Traas.org Privacy Policy
Last updated: 10/8/2015
Tracking
Traas.org does not use any third-party tracking software. It does, however, use web server logs to track basic usage. The data stored in the server logs looks like:
173.245.52.181 - - [06/Oct/2015:17:47:27 +0000] "GET / HTTP/1.1" 200 13089 "-" "Mozilla/5.0 (Macintosh; Intel Mac OS X 10_10_5) AppleWebKit/537.36 (KHTML, like Gecko) Chrome/45.0.2454.101 Safari/537.36"
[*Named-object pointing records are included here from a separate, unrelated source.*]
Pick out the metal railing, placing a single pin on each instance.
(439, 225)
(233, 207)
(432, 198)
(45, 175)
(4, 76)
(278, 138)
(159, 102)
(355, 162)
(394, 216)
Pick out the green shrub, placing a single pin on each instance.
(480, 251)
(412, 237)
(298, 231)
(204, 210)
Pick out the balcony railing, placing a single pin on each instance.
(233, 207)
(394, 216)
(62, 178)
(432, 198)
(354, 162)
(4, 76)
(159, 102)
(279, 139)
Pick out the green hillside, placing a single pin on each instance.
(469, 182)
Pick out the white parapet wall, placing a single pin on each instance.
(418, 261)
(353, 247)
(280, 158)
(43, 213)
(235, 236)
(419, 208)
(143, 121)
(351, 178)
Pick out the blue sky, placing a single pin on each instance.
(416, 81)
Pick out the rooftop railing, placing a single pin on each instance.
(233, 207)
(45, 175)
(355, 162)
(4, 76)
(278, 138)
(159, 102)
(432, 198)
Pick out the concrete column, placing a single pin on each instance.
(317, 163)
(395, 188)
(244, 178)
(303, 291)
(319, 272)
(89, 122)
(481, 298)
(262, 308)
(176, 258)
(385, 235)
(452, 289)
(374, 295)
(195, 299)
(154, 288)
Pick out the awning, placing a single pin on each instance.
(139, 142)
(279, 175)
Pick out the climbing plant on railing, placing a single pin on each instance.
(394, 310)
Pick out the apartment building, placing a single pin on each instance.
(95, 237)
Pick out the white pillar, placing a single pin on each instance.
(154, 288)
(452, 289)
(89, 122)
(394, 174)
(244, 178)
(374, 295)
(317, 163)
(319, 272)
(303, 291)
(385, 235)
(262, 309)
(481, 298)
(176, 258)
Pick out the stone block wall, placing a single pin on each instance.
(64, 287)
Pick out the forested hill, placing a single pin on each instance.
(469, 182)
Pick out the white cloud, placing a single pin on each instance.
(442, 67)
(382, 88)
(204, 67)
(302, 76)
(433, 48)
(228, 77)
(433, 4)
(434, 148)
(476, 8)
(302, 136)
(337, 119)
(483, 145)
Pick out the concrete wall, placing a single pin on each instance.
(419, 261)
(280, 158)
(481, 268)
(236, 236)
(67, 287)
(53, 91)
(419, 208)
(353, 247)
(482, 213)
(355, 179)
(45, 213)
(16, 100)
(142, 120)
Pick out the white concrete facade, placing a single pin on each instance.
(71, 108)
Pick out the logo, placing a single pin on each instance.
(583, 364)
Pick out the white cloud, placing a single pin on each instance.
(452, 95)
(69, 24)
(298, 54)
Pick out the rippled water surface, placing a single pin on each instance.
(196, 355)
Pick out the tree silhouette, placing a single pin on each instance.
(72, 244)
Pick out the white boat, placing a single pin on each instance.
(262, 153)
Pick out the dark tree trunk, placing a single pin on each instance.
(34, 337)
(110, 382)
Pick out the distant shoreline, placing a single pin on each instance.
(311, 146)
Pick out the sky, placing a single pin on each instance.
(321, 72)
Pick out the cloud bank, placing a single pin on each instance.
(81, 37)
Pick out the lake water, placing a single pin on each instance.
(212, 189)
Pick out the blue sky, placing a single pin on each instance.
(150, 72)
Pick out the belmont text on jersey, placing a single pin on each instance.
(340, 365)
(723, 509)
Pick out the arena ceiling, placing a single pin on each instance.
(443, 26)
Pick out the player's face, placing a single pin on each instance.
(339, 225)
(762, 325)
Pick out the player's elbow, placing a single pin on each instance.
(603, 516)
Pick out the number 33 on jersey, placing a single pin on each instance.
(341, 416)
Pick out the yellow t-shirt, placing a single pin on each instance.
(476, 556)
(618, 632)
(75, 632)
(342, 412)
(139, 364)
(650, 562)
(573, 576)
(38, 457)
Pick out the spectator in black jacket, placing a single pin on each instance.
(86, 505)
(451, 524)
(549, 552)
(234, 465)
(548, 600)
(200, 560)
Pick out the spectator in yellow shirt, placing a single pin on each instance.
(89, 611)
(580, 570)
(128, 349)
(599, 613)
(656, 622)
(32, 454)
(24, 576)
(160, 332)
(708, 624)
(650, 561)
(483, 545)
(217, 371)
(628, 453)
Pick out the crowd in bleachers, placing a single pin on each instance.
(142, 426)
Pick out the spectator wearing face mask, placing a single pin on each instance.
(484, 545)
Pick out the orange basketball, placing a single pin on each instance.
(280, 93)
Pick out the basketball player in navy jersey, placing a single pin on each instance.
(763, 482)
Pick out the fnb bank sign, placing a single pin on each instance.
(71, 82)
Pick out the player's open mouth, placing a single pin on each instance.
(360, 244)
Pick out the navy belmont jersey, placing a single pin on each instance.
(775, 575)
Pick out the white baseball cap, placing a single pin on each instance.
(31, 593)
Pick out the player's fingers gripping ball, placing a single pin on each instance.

As you can see, the two pieces of personally identifiable information we are
storing are IP address and user-agent string. I need this information for
troubleshooting, diagnosing attacks, etc. I am counting firemen
researching the possibility of not storing personally identifiable information
when the Do Not Track header is set by your browser.
Databases
Traas.org does not use a database, and stores no information about you, or anything else.
CDN, Cookies, SSL
Traas.org uses CloudFlare for DNS management and as a content delivery network for static assets. Additionally, traas.org uses CloudFlare's universal SSL for the site. We use the "Full SSL" option, with an SSL certificate on traas.org that CloudFlare's proxies use to communicate, so anything sent to and from traas.org via HTTPS is encrypted any time traffic is going over the wire. For more information about what data CloudFlare may be collecting, please see their privacy and security policy.
The only cookie set by traas.org is a first-party cookie named __cfduid
that
is used by CloudFlare. For more details, please see CloudFlare's
support article for this topic.
Hosting
Traas.org lives on a DigitalOcean un-managed Virtual Private Server. As such, it shares physical hardware and network resources with other users. Please see DigitalOcean's privacy and security page for more information.
Data Retention
Traas.org does not have an official data retention policy. I delete log files when they start taking too much space. Or whenever I feel like it. Regardless, there's no reason to expect logs to be there if you go around snooping.
Backups are scheduled weekly through DigitalOcean. They retain the backups for a little over 5 weeks. I do not typically take snapshots of the VM; I can re-build the VM in about a half an hour from my orchestration if need be.
Warrant Canary
The operators of traas.org have never been contacted by government officials for to obtain the little data we collect. In the unlikely event that this section is ever removed, assume the worst.